This is part 2 of a walking tour of Podil, our neighborhood in Kyiv. (Part 1 is here.)
As we continued our walk, we noticed several small crowds around the entrance to Iliyinskaya Church which was built in 1692. The church’s single dome was recently gilded. Per our guidebook:
“The gates leading into the courtyard of the church are notable: the brick arch dating from the middle of the 18th century picturesquely topped with a torn fronton and decorated with paired columns is a fine example of Ukrainian Baroque.”
When we arrived at the gates to the church we came to the conclusion that there must have been a special morning of baptisms. Some parents were leaving with children while others were arriving by car, by taxi, and on foot, all toting little sinners. This one young girl made me chuckle as I recognized that her parents had dressed her in angel wings. Not wanting to OBVIOUSLY be taking a picture of the angel, I took another view of the entrance to the church courtyard.
And then I did step through the arch to see a peaceful courtyard — hard to believe that we were in a bustling capital city!
A block further down the street we looked to the left and saw a rather interesting crane. I haven’t strolled this direction for awhile so I was quite surprised to see a ship being built there on the river.
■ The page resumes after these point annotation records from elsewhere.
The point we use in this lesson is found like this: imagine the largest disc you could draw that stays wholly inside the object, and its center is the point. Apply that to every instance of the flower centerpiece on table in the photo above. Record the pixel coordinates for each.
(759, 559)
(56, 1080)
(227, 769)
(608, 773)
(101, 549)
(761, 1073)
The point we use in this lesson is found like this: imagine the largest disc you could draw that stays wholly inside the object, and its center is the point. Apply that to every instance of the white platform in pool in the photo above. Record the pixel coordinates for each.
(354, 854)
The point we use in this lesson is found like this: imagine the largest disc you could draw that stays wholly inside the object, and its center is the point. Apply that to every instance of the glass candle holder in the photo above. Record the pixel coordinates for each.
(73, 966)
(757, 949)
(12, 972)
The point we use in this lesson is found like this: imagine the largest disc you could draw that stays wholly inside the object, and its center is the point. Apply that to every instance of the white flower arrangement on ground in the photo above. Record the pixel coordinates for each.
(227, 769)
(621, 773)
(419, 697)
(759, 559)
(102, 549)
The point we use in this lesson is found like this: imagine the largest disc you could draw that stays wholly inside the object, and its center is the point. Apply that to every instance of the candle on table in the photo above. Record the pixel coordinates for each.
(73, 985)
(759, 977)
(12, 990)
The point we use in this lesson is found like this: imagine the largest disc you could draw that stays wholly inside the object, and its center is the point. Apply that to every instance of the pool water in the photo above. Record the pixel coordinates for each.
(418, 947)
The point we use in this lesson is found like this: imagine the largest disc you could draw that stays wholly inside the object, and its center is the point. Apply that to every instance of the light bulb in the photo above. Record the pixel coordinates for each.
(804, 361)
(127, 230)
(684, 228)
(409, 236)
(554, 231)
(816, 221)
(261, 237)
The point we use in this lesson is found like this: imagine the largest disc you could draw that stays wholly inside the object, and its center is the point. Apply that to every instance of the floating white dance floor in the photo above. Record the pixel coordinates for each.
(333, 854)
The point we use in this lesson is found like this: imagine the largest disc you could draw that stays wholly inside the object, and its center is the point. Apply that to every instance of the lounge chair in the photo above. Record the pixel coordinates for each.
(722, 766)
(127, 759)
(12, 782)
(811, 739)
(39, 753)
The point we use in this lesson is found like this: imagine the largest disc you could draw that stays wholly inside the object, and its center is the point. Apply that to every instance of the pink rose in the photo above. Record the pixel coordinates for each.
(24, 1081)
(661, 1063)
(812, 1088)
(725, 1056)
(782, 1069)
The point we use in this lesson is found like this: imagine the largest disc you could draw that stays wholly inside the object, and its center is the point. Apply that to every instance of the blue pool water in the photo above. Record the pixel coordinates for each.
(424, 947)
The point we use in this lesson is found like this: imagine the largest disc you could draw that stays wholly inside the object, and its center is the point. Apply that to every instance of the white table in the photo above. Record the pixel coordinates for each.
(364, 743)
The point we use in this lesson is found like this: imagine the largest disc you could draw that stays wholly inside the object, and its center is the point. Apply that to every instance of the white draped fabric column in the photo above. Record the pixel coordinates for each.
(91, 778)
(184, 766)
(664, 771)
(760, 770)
As we continued walking we discovered a beautiful business center that we didn’t even know existed in our little neck of the woods. You just never know what you’re going to find on an afternoon excursion.
Our goal was to find the old post station located one metro stop away…cleverly named Post Office Square station. We had a map with sites numbered so we knew we were in the general area, but we could NOT find this building. We decided to get a bottle of water and regroup for the rest of our tour. As we looked around us we suddenly realized that we were sitting with our water directly behind the old post office building.
“A mail-coach station was opened in 1865, giving the square its name. The single-story station building has been preserved. although of modest dimensions, the building took a very long time to build — from 1852 to 1865. The Post Station was a whole complex with stables, coach-halls and service outhouses, but most of them were demolished when the subway station was built. Now the building is used as an exposition hall.”
Nearby was a memorial sign in honor of 100 years of Kyiv’s tram system. The first tram line was opened in May 1892. I love that this picture has a working tram in the background. (Wish I could say that I planned that!)
Directly across the street is the funicular — a cable railway that takes travelers straight up the hill.
“During the atheistic bacchanalia of 1935, the Church of Christ’s Nativity, which formerly stood between the Post Station and today’s Sagaydachnogo Street, was levelled. In May of 1861, the coffin with the remains of Taras Schevchenko was kept in this church during its shipment from Petersburg for burial in Kanev. Thousands of people gathered to say farewell to the Great Kabzar. A passer-by asked: ‘Who is the deceased?’ The answer was: ‘A simple peasant, but with the status of a general.’ The church was subsequently called Shevchenkova.”
Jim and I popped into a grocery store to pick up a few items for dinner, and headed home. We agreed to make it a weekend routine to tour SOME area of Kyiv…with the camera firmly in hand.